A wonderful and prosperous festive season to you all!
Yesterday I guided another group of tourists and friends on a tour of the Festivals of India. An interested and interactive group, that stayed back and discussed religion and social practices, culture and rituals.
One of the stories that I included was on Savitri. The epitome of Indian womanhood. Demure, gentle. Grace personified, but also absolutely fearless and resolute. And the festival that we celebrate in her memory- the simple ‘Kaaradai nombu’ where a woman prays for her husband’s long life.
Yet another festival I talked about was the joyous occasion of ‘Pongal“- one of India’s many harvest festivals. Pongal literally translates to “the overflowing”, the bounty. Celebrated on 14th of January, this is a three day affair honoring the elemental gods- Indra the rain god, Surya the sun god. The third day is reserved for all of the animal kingdom, honoring the symbiotic relation that man has with the environment.
One festival I love is ‘Raksha Bandhan‘ which celebrates sibling bonding. My favourite story illustrating ‘Raksha Bandhan’ is the one about Rani Karnavati the Rajput Queen of Mewar and Humayun the second Mughal Emperor.

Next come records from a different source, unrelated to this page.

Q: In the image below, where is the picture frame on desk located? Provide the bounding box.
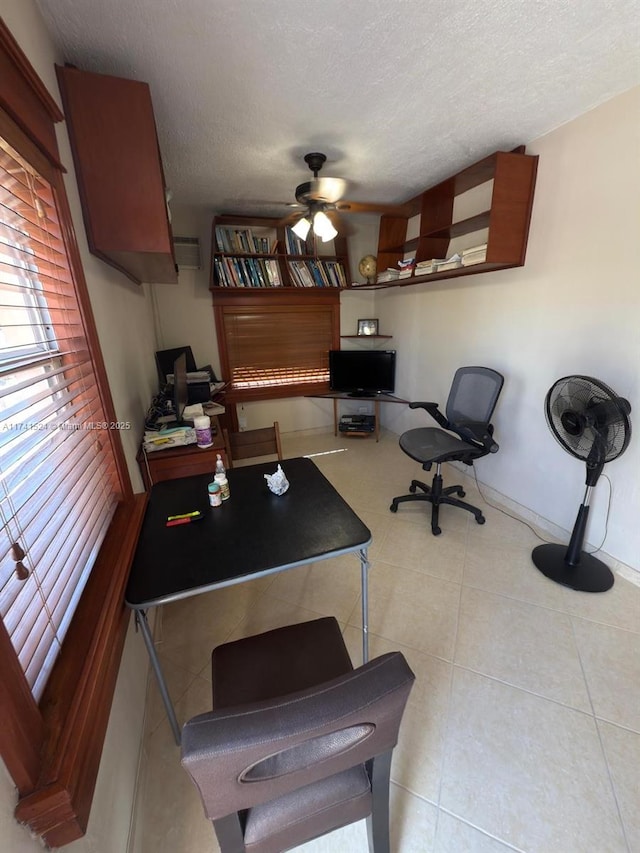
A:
[358,318,378,337]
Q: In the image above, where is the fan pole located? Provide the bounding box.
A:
[531,485,614,592]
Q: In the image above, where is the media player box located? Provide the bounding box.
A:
[338,415,376,432]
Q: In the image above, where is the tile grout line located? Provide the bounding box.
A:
[569,616,632,853]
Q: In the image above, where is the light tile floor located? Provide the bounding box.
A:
[134,433,640,853]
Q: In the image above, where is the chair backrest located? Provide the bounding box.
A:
[182,652,415,820]
[446,367,504,424]
[223,421,282,467]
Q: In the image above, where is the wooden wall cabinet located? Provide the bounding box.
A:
[211,216,351,292]
[372,146,538,287]
[56,66,178,284]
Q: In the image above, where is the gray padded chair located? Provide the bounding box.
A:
[182,617,414,853]
[389,367,504,536]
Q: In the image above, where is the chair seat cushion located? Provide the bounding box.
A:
[244,765,371,853]
[400,427,485,462]
[211,616,353,710]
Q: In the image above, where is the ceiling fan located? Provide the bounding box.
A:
[279,151,409,242]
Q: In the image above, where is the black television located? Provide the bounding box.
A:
[329,349,396,397]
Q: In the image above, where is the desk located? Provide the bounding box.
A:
[125,458,371,744]
[136,416,228,491]
[307,391,409,441]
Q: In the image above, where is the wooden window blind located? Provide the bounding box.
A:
[0,139,121,701]
[216,297,339,400]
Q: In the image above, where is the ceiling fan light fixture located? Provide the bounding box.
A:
[291,217,315,240]
[313,210,338,243]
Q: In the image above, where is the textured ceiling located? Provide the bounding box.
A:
[38,0,640,215]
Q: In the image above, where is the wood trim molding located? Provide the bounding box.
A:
[0,18,64,171]
[15,492,148,847]
[0,619,44,792]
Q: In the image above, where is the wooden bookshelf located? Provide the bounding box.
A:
[357,146,538,289]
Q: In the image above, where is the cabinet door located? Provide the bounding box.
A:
[56,67,178,283]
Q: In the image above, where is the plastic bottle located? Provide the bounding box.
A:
[193,415,213,447]
[213,474,231,501]
[207,483,222,506]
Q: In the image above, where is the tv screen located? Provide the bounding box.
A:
[329,350,396,396]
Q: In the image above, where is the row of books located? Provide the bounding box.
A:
[289,260,347,287]
[213,257,282,287]
[213,257,347,287]
[216,225,277,255]
[215,225,311,255]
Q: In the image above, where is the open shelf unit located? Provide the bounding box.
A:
[211,216,351,298]
[357,146,538,289]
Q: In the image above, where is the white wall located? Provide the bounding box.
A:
[374,88,640,569]
[0,0,157,853]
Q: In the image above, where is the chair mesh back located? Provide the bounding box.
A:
[446,367,504,424]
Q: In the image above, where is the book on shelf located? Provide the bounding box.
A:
[433,252,462,272]
[215,225,277,255]
[376,267,400,284]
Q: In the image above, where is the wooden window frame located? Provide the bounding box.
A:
[0,19,147,847]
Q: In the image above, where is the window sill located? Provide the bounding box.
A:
[15,493,148,847]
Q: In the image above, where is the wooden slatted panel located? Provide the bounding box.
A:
[224,305,334,390]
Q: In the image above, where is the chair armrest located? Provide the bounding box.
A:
[182,652,415,820]
[450,421,500,453]
[409,403,451,429]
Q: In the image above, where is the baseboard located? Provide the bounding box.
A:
[447,462,640,587]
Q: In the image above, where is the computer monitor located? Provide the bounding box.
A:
[171,352,189,426]
[156,347,198,385]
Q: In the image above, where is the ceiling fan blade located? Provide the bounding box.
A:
[275,210,307,228]
[296,178,347,204]
[336,200,411,216]
[325,210,356,237]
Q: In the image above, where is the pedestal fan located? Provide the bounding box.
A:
[531,376,631,592]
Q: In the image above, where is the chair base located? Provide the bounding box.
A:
[389,465,486,536]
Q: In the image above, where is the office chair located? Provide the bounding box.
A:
[222,421,282,468]
[182,617,415,853]
[389,367,504,536]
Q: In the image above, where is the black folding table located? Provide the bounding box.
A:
[125,458,371,744]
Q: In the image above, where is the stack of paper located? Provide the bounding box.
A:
[462,243,487,267]
[433,253,462,272]
[143,427,196,453]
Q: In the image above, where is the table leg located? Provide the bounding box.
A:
[135,610,181,746]
[358,548,371,663]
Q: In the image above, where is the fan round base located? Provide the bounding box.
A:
[531,545,614,592]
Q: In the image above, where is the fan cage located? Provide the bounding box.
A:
[545,375,631,463]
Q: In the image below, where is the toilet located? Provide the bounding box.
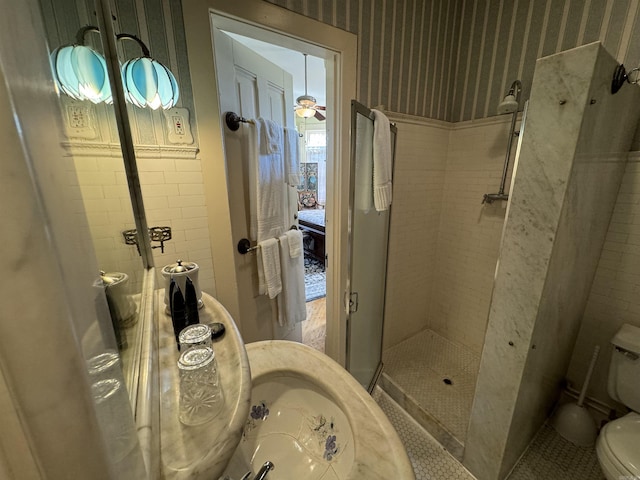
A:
[596,324,640,480]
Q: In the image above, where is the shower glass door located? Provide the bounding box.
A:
[347,101,396,392]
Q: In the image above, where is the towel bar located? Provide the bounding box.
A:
[237,225,298,255]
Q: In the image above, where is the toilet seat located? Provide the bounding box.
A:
[596,413,640,480]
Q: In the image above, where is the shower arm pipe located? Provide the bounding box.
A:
[498,80,522,195]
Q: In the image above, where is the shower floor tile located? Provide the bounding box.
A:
[508,424,604,480]
[382,330,480,452]
[373,387,475,480]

Karnavati the widowed Queen was the regent safeguarding the Mewar throne for her young son. Bahadur Shah the ruler of Gujrat attacked the kingdom, confident that Karnavati had no one to turn to for help. Realizing that none of the other princely states of Rajasthan would come to her aid, Karnavati sent a length of silk and a message beseeching Humayun to come and rescue her from her aggressor.
The fledgling emperor known for his chivalry, abandoned his military campaign in Bengal and started toward Rajasthan, touched by the request of the desperate queen.
Unfortunately Humayun arrived too late….. Rani Karnavati had smuggled her children off to safety and committed ‘Jauhar’. The unique practice by which Rajput women threw themselves into a sacrificial fire rather than fall prey to the enemy.
Rakhee or Raksha Bandhan is celebrated to this day. And so too Humayun’s gallantry.
We ended the tour with less tragic tales. Tales about the Parsees and how they came to India. Their new year ‘Navroz’. Stories about the Buddha and how Buddhism spread far and beyond Indian shores. Stories about Mahavira and Jainism. About Guru Nanak and Sikhism. And all the joyous festivals that we celebrate across India.
I would love to hear stories behind festivals celebrated around the world…. Happy Thanksgiving!